The locks at Buckby were all built with side ponds, to conserve water. These are maintained at an intermediate level between the upper and lower pound. When a lock is emptying, water from the top of the lock fills the side pond, and the rest is then discharged to the lower pound. When a lock is filling, the bottom of the lock is filled from the pond, and the rest is drawn from the upper pound. Typically, this system uses 40 per cent less water, but the ponds have been disused for a long time, and an electric pump is now used to pump water from the bottom of the flight to the top. The Grand Junction Canal experimented with side ponds from the early 1800s. The locks at Bourne End had several radial ponds, but use of the ponds was abandoned because it took too long to use the lock. Those at Buckby had two rectangular side ponds per lock, at different levels, and this design was eventually installed at most locks between Buckby and lock 45 at Bulbourne, the junction with the Wendover Arm.

==Location==
The locks are numbered from 7 at the top of the flight to 13 at the bottom. To the south of the flight is a long level pound, which stretches 14.6 mi to the Stoke Bruerne Canal Museum and the top of the Stoke Bruerne flight of seven locks. Towards the southern end of this section is Blisworth Tunnel and Gayton Junction, where the Northampton Branch turns off to join the River Nene at Northampton. Just below the junction, the railway line from London to Rugby crosses the canal and then runs parallel to it. About 1 mi below Whilton Locks, the M1 motorway approaches, and runs along the east bank, so that the bottom four locks are sandwiched between the railway and the motorway. The railway then crosses to the east bank, and the canal diverges to the west. Just before the final lock, the canal passes under Watling Street, once a Roman road and now part of the A5 road. The Leicester section of the Grand Union Canal then turns off at Norton Junction, and the canal continues on the level, passing through Braunston Tunnel to reach the top lock of the six that descend to Braunston, 3.5 mi from the top of the Whilton flight.

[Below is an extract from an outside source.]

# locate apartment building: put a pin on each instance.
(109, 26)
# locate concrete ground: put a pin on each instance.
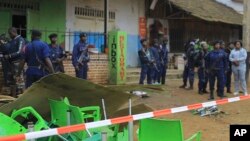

The canal is 377 ft above sea level at the top of the flight, and the locks drop the level by 63 ft to 314 ft. Whilton Marina is located close to the bottom lock. It was set up in 1971 in a field beside the canal, and now has 200 private moorings, while another 50 are occupied by boats which are for sale. The marina offers a full range of services. Between locks 7 and 8 there is an early nineteenth-century bridge, resting on stone supports. The piers and parapets are made of brick, and the structure is grade II listed. Beside lock 9 is a cast iron milepost, dating from the same period, indicating that it is 5 mi to Braunston, which is also listed.